La bola corre por el
césped con tranquilidad. Atrás han quedado las luces, las drogas, la locura, el
éxito. Ahora el día se aparece cristalino con su blanca mañana y el mundo
espera, con los brazos abiertos y los ojos cerrados. Aquellos tiempos de
alfombra roja, focos en los estrenos, portadas en las revistas y películas como
salchichas ya han pasado. Ahora hay que construirse una nueva vida. Y tal vez
el cine no sea tan malo en sí mismo. Malas son las personas que lo componen. Como
un director acostumbrado a manipular a todos que te pide ayuda para terminar
una película en una lejana ciudad de la vieja Europa. Como un actorcillo que
trata de escalar más rápido para caer más fuerte. O como esa mujer…esa maldita
y hermosa mujer que te comió las entrañas, que te empujó hacia las oscuridades
de la locura y que se divierte viendo cómo los hombres se arrastran por una
mirada. El cine estará ahí, con su ojo avizor, tratando de convertirse en
arte…y la verdadera obra de arte es la propia vida.
Entre la confusión del
rodaje, la hoguera de las vanidades expuestas, las prisas, los montajes,
positivar negativos, pacientes consejos de interpretación, no ha habido
demasiado tiempo para fijar un objetivo.

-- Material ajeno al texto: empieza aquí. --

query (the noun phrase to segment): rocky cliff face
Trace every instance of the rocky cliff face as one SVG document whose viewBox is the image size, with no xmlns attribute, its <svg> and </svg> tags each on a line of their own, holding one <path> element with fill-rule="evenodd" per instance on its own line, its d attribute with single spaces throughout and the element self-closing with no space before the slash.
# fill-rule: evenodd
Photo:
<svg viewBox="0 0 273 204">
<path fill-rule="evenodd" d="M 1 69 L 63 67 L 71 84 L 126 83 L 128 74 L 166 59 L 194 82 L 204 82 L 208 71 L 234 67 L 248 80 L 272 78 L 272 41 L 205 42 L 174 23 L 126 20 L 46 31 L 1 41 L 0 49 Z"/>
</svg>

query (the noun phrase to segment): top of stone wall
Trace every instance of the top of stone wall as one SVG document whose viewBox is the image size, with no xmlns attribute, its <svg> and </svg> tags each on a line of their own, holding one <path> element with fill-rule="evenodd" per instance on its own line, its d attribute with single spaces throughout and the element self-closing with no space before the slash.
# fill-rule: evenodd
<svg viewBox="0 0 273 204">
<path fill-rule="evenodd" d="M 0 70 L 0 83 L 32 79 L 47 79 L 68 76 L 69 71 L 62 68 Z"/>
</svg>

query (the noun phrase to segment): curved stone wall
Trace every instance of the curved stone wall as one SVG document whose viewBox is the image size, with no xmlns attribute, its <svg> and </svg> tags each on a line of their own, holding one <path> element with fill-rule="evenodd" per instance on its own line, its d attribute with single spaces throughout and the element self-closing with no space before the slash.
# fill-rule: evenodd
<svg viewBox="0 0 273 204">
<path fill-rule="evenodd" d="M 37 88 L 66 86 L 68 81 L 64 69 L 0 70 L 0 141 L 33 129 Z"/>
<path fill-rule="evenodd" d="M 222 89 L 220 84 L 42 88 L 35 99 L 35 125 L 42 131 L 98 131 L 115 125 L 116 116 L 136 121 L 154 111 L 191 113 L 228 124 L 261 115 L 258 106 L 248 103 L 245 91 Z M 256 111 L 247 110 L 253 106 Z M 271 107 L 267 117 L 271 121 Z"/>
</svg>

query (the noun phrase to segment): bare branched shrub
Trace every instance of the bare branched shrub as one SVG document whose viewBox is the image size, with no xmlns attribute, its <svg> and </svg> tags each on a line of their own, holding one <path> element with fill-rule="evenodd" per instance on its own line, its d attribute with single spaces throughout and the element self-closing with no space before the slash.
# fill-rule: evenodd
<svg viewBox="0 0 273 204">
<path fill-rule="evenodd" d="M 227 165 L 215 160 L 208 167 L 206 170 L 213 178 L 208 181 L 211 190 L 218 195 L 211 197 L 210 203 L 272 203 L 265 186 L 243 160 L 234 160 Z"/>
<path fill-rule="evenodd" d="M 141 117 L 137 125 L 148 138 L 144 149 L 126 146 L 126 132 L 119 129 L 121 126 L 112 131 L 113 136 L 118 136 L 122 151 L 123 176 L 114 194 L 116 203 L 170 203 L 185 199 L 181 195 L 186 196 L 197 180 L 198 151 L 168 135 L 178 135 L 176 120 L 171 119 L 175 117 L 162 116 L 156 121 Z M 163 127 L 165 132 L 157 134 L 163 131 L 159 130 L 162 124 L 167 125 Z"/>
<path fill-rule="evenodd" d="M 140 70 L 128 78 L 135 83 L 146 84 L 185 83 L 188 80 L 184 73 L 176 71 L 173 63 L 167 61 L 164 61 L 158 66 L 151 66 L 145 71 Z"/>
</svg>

De momento, hay que tener la débil
mente ocupada con los muchos quehaceres de una película y luego, como tantas
otras veces, los pensamientos se colocan de forma tan mágica que uno llega a
creer que el cine es una terapia y no un entretenimiento. Roma permanecerá
incólume, con las grietas en sus piedras, protestando por el paso inclemente
del tiempo y, sin embargo, el cine permanece, tal vez como testimonio de una
época, de un ambiente o de un lugar, pero ahí está. Y en un rincón, discreto y
centrado, puede estar un nombre. Eso, ya de por sí, debería ser suficiente
recompensa.
Vincente Minnelli
volvió a revolver los trasteros del cine para narrar la historia de Jack
Andrews (Kirk Douglas), un hombre que probó el éxito, fue devorado por él y
acabó comprendiéndolo. A su lado, Edward G. Robinson se puso en la piel de un
director especialista en chantajes emocionales de profundo calado que acaba
decepcionado por la armadura que exhiben otros. Y también Cyd Charisse, un
grito de pánico en la noche, arrastrado por un coche que da vueltas sin control
porque ella no es una mujer, es un águila que quiere engullir a todo el que osa
poner la mirada sobre ella. No hay nada más fácil que jugar con un hombre que
se deja arrastrar por la belleza y la sensualidad. Son juguetes rotos. Son
carne de corte en la sala de montaje. Y luego se pisotean. Por eso, dos semanas
en otra ciudad será tiempo suficiente para ver con claridad qué es lo que
realmente importa en la vida.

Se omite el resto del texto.